Вчера вечером отец с группой комсомольцев, вооружившись малокалиберной и дробовиком амбарного сторожа, остановил три трактора и комбайн, направляющиеся к Волге. Сегодня их пустили на ниву.
Миша на своем Цезаре возил воду, а потом оставил бочку на дороге: пусть пьют эвакуированные — и пересел на бричку, щели в которой были тщательно законопачены сухой полынью. Теперь он возил зерно на ток.
В эти дни в семье Романовых появился второй сын. Его, маленького, сморщенного, синеватого, привез отец вместе с Анной Максимовной из городской больницы. Он бережно поднял сына над головой и, широко, счастливо улыбаясь, басил:
— Назовем мы тебя в честь нашего дорогого Ильича Владимиром. Пусть враги знают, что память о нем будет жить у нас вечно.
Наказав Тамаре и четырехлетней Лиде находиться при матери неотлучно, поспешил в поле. Встретив сына возле веялки, Зиновий Афиногенович сообщил:
— Брат у тебя, Миша. Спокойный, как и ты. Понимает, что время у нас трудное, не плачет.
Парторга поздравляли, требовали с него магарыч, а он отшучивался и обещал после победы устроить крестины в клубе, куда позовет всех желающих.
Миша не вытерпел. Передал повозку Ване Миронову и что было духу пустился домой. За неделю он соскучился по добрым лучистым глазам матери, и ему страшно хотелось увидеть своего нового брата, которого он теперь будет любить больше всего на свете и никому никогда не позволит обижать.

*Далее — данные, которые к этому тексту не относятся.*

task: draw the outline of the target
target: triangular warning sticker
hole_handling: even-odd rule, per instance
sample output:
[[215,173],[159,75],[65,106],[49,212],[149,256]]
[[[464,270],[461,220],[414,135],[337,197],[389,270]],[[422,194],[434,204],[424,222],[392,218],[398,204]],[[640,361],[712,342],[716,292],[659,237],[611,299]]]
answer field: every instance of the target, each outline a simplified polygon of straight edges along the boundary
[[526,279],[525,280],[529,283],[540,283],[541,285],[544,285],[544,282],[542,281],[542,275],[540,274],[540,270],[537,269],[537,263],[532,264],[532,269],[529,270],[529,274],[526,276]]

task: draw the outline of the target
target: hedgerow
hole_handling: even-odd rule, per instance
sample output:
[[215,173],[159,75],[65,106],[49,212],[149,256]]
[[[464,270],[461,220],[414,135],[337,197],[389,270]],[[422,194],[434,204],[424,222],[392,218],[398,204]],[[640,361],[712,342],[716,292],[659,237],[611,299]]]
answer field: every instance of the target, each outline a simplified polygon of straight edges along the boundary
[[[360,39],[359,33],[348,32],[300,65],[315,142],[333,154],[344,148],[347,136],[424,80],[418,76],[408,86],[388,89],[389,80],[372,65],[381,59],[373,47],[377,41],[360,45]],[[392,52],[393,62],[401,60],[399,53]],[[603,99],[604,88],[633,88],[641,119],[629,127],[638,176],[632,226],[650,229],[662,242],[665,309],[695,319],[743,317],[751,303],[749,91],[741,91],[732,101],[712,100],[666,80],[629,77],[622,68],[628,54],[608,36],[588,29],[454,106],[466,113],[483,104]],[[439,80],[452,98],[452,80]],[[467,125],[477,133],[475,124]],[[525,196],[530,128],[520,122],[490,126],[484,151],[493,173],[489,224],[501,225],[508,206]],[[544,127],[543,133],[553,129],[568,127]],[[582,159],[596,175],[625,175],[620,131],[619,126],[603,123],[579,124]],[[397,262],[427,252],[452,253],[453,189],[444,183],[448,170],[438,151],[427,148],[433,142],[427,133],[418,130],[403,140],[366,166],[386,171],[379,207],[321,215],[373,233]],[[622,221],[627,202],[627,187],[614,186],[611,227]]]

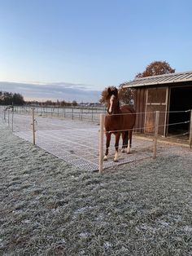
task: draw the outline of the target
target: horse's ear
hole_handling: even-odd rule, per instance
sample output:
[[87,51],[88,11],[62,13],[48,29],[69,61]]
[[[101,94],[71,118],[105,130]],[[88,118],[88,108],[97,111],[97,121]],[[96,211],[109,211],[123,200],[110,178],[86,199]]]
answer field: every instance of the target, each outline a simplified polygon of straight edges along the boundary
[[110,88],[110,87],[108,87],[108,89],[107,89],[107,92],[108,92],[108,94],[109,94],[109,95],[111,94],[111,88]]
[[116,88],[114,90],[114,92],[116,95],[118,95],[118,90]]

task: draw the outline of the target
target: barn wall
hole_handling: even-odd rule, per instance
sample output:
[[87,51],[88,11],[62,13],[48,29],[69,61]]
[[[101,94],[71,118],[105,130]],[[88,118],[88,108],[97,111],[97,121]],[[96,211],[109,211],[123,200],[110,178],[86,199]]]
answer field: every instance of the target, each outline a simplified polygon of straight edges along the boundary
[[135,110],[137,112],[135,129],[136,132],[144,132],[145,111],[146,111],[146,88],[137,88],[135,99]]
[[158,134],[165,135],[168,87],[149,88],[146,91],[145,133],[154,133],[155,111],[160,111]]

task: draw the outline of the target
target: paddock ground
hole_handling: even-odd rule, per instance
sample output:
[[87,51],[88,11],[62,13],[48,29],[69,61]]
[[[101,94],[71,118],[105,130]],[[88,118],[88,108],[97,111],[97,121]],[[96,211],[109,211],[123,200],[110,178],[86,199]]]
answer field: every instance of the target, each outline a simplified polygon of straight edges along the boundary
[[[36,117],[36,144],[81,169],[90,171],[98,170],[99,125],[92,122]],[[15,115],[14,134],[29,142],[33,141],[30,117]],[[103,169],[124,163],[133,162],[152,157],[153,142],[142,138],[133,138],[131,154],[121,153],[122,141],[120,141],[119,161],[114,163],[115,136],[111,135],[110,153]],[[104,136],[105,150],[105,136]],[[161,152],[159,147],[159,153]]]

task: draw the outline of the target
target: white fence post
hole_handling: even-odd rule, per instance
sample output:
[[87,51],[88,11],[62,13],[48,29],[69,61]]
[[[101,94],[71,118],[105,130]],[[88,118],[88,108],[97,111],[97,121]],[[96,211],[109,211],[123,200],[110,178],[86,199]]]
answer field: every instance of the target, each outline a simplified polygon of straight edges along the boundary
[[104,126],[104,115],[100,114],[99,160],[98,160],[98,170],[100,174],[103,172],[103,126]]
[[192,148],[192,109],[190,110],[190,148]]
[[159,121],[159,111],[156,111],[155,123],[155,134],[154,134],[153,158],[156,158],[156,156],[157,156],[157,138],[158,138]]
[[33,143],[35,145],[35,118],[34,118],[34,110],[32,108],[32,130],[33,130]]

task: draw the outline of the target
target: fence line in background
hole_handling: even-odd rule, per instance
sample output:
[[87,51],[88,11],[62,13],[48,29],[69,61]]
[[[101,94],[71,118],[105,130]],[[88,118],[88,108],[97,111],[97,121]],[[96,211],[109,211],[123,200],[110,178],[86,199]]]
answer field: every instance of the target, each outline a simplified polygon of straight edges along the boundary
[[[58,108],[59,109],[59,108]],[[36,143],[36,137],[35,137],[35,133],[36,133],[36,129],[35,129],[35,121],[37,122],[36,119],[35,119],[35,114],[37,115],[37,111],[35,111],[36,108],[33,108],[30,109],[30,113],[28,111],[27,113],[30,115],[32,115],[32,124],[31,124],[31,127],[32,127],[32,132],[33,132],[33,143],[35,144]],[[188,111],[185,111],[185,112],[188,112]],[[8,126],[11,128],[12,131],[14,130],[14,109],[11,108],[7,108],[5,109],[3,109],[2,111],[2,119],[5,121],[5,122],[7,122]],[[81,113],[78,113],[78,114],[81,117],[81,120],[82,120],[82,113],[83,111],[81,110]],[[152,113],[152,112],[151,112]],[[178,125],[178,124],[185,124],[185,123],[190,123],[190,132],[186,132],[186,133],[183,133],[181,135],[173,135],[172,137],[176,137],[176,136],[180,136],[180,135],[187,135],[190,134],[190,139],[189,139],[189,147],[190,148],[191,148],[192,147],[192,110],[190,110],[190,121],[183,121],[183,122],[175,122],[175,123],[171,123],[171,124],[167,124],[167,125],[159,125],[159,114],[161,112],[159,111],[156,111],[156,112],[153,112],[154,113],[155,113],[155,126],[150,126],[154,127],[154,144],[153,144],[153,158],[156,157],[157,155],[157,141],[158,141],[158,130],[159,127],[160,126],[174,126],[174,125]],[[89,113],[87,112],[86,114],[89,114]],[[66,115],[66,112],[64,112],[64,114]],[[72,110],[72,119],[74,118],[74,112],[73,109]],[[84,113],[84,114],[85,114],[85,113]],[[97,113],[97,114],[98,114]],[[136,113],[136,114],[140,114],[140,113]],[[59,111],[57,112],[57,115],[58,117],[59,117]],[[92,116],[93,117],[93,116]],[[104,130],[103,130],[103,126],[104,126],[104,117],[105,117],[105,114],[104,113],[100,113],[100,130],[99,130],[99,162],[98,162],[98,170],[99,170],[99,173],[103,172],[103,135],[104,135]],[[91,118],[93,120],[93,117]],[[55,125],[54,125],[55,126]],[[55,125],[57,126],[57,125]],[[149,128],[149,127],[147,127]],[[139,129],[139,128],[137,128]],[[140,128],[140,129],[143,129],[143,127]],[[134,130],[134,128],[133,129]],[[114,130],[114,131],[110,131],[110,132],[115,132],[115,131],[123,131],[123,130]]]

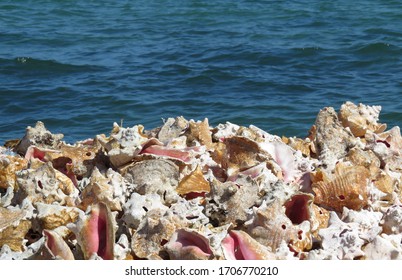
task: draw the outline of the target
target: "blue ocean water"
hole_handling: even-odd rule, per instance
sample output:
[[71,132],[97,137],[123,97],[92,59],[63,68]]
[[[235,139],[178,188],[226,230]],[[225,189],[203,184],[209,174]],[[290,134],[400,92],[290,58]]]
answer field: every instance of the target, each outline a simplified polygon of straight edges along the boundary
[[0,144],[168,117],[305,136],[318,111],[402,123],[402,2],[2,0]]

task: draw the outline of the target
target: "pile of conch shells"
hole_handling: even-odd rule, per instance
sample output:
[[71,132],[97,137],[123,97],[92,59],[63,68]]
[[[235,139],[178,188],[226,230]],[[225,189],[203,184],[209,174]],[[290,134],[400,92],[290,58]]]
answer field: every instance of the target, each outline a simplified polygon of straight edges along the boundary
[[402,259],[402,137],[344,103],[305,139],[169,118],[0,150],[0,259]]

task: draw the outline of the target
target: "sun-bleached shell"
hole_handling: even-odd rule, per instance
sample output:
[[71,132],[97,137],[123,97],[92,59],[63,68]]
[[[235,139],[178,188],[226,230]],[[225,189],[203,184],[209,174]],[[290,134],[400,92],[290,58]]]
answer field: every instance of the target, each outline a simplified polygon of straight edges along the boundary
[[227,260],[275,260],[277,257],[249,234],[232,230],[222,240],[222,248]]
[[71,205],[78,196],[77,189],[66,185],[66,180],[50,162],[41,163],[36,169],[24,169],[16,173],[18,191],[17,201],[28,198],[32,203],[59,203]]
[[323,250],[334,255],[331,258],[353,260],[364,255],[358,224],[342,222],[335,212],[331,211],[328,228],[320,229],[319,235]]
[[212,133],[209,127],[208,119],[195,122],[191,120],[188,123],[188,131],[185,134],[189,146],[193,146],[194,142],[205,145],[207,149],[212,149]]
[[0,147],[0,259],[400,259],[402,136],[378,116],[327,107],[304,139],[176,117],[74,144],[38,123]]
[[15,173],[27,167],[25,158],[0,154],[0,188],[17,188]]
[[168,118],[158,131],[158,139],[168,144],[172,139],[179,137],[188,127],[188,121],[183,117]]
[[402,235],[381,234],[367,244],[364,249],[366,260],[401,260],[402,259]]
[[44,230],[44,243],[41,249],[30,259],[35,260],[74,260],[74,255],[64,241],[55,231]]
[[147,212],[132,236],[131,248],[138,258],[152,259],[160,256],[163,245],[176,229],[187,226],[186,220],[170,211],[153,209]]
[[315,203],[341,212],[343,207],[360,210],[368,204],[369,173],[363,166],[343,167],[333,179],[312,185]]
[[382,217],[381,225],[386,234],[402,233],[402,204],[389,207]]
[[136,229],[146,213],[153,209],[167,210],[168,207],[162,203],[158,194],[140,195],[132,193],[130,199],[123,205],[124,214],[122,220],[127,226]]
[[282,241],[297,251],[308,250],[312,246],[310,222],[305,219],[293,224],[285,211],[286,207],[279,201],[256,208],[253,218],[247,222],[247,232],[272,252]]
[[142,125],[123,128],[114,123],[110,136],[98,135],[96,141],[104,147],[112,165],[119,168],[131,162],[142,149],[142,145],[148,141],[143,130]]
[[163,203],[177,201],[176,188],[179,183],[179,167],[165,159],[150,159],[129,166],[123,177],[135,186],[135,191],[145,195],[156,193]]
[[191,193],[204,194],[209,193],[210,191],[211,187],[209,182],[205,180],[199,166],[197,166],[190,174],[184,176],[176,188],[176,192],[184,196]]
[[31,228],[31,221],[25,217],[25,211],[0,207],[0,247],[7,245],[12,251],[24,250],[24,238]]
[[258,185],[249,177],[247,184],[211,182],[211,192],[206,196],[205,211],[211,223],[223,225],[242,224],[248,219],[251,208],[258,199]]
[[95,168],[89,178],[88,185],[82,190],[79,207],[86,210],[89,205],[103,202],[112,211],[120,211],[122,209],[121,201],[114,191],[110,180]]
[[356,145],[353,134],[340,123],[332,107],[326,107],[317,115],[314,144],[323,169],[333,170],[336,162]]
[[25,156],[30,146],[57,149],[63,137],[63,134],[52,134],[46,129],[43,122],[38,121],[35,127],[27,127],[24,137],[16,145],[14,150],[18,154]]
[[39,222],[40,230],[52,230],[69,223],[75,223],[80,213],[75,207],[44,203],[37,203],[36,210],[38,212],[36,219]]
[[367,131],[381,133],[386,124],[378,123],[381,106],[355,105],[348,101],[339,110],[339,120],[342,125],[349,127],[356,137],[364,137]]

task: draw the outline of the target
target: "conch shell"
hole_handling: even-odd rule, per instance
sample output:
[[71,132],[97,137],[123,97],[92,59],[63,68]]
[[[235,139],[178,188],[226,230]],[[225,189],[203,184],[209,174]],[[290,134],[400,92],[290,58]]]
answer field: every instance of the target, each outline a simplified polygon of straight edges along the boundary
[[0,154],[0,188],[17,188],[15,173],[28,167],[28,161],[24,158]]
[[172,260],[207,260],[213,257],[208,238],[185,228],[176,230],[165,248]]
[[255,209],[253,219],[247,222],[247,232],[259,243],[270,247],[272,252],[276,252],[283,241],[295,252],[311,249],[310,222],[307,220],[310,210],[305,209],[306,214],[295,220],[300,224],[293,224],[285,210],[286,207],[277,200]]
[[22,251],[24,237],[31,228],[25,211],[0,207],[0,248],[7,244],[13,251]]
[[379,114],[381,106],[366,106],[359,104],[356,106],[350,101],[342,104],[339,111],[339,119],[342,125],[349,127],[356,137],[364,137],[367,131],[381,133],[386,128],[386,124],[380,124]]
[[227,260],[275,260],[277,257],[267,247],[258,243],[242,230],[232,230],[222,240]]
[[104,203],[91,207],[87,217],[80,217],[76,228],[78,244],[85,259],[96,254],[104,260],[114,259],[115,221],[110,209]]
[[34,256],[34,259],[43,260],[74,260],[74,255],[64,241],[64,239],[55,231],[44,230],[43,236],[45,237],[44,244],[41,250]]
[[180,195],[192,197],[194,195],[209,193],[211,187],[208,181],[205,180],[201,168],[197,166],[189,175],[184,176],[180,181],[179,186],[176,188],[176,191]]
[[343,207],[360,210],[368,204],[369,172],[364,166],[342,169],[330,181],[313,183],[314,202],[337,212],[342,212]]

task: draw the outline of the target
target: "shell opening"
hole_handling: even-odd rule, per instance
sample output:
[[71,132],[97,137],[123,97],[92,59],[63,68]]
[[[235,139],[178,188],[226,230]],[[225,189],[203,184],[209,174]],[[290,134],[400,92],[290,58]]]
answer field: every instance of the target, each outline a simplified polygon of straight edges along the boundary
[[304,194],[294,195],[290,200],[285,202],[285,214],[293,224],[301,224],[310,219],[310,211],[308,203],[311,197]]

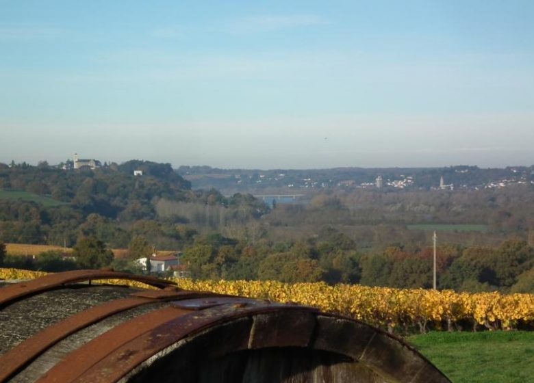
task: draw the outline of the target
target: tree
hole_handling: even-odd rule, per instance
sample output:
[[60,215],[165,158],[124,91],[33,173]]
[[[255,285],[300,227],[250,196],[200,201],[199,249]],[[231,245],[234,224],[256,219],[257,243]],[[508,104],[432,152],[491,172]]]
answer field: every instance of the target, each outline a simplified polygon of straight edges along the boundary
[[94,236],[81,238],[74,246],[73,256],[81,268],[99,269],[108,266],[113,261],[113,252]]
[[152,248],[142,235],[134,235],[128,243],[128,256],[129,258],[138,259],[149,257],[151,254]]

Ныряя под развесистыми кустами сирени и прыгая через грядки огорода, он ворвался в прохладную комнату с занавешенными окнами.
Мать сидела на табуретке возле мерно покачивающейся зыбки. Она протянула навстречу сыну руки и крепко обняла его, прижала к груди. Слезы катились по ее щекам и падали на плечи Миши.
— Ну что ты, мамочка, — старался вырваться из ее объятий сын. — Все хорошо.
— Чего же хорошего, — захлебывалась слезами мать. — Вчера немец опять бомбил город, ужас что было. Думала, сердце разорвется от страха… Ох, лихо нам, Мишенька…
— Да не бойся, мама, — гладил ее руку Миша. — Не пройдут немцы. Осенью тоже хотели, да не вышло…
— Ах, сыночек, это я и от отца слышу, а фашист на Дону стоит…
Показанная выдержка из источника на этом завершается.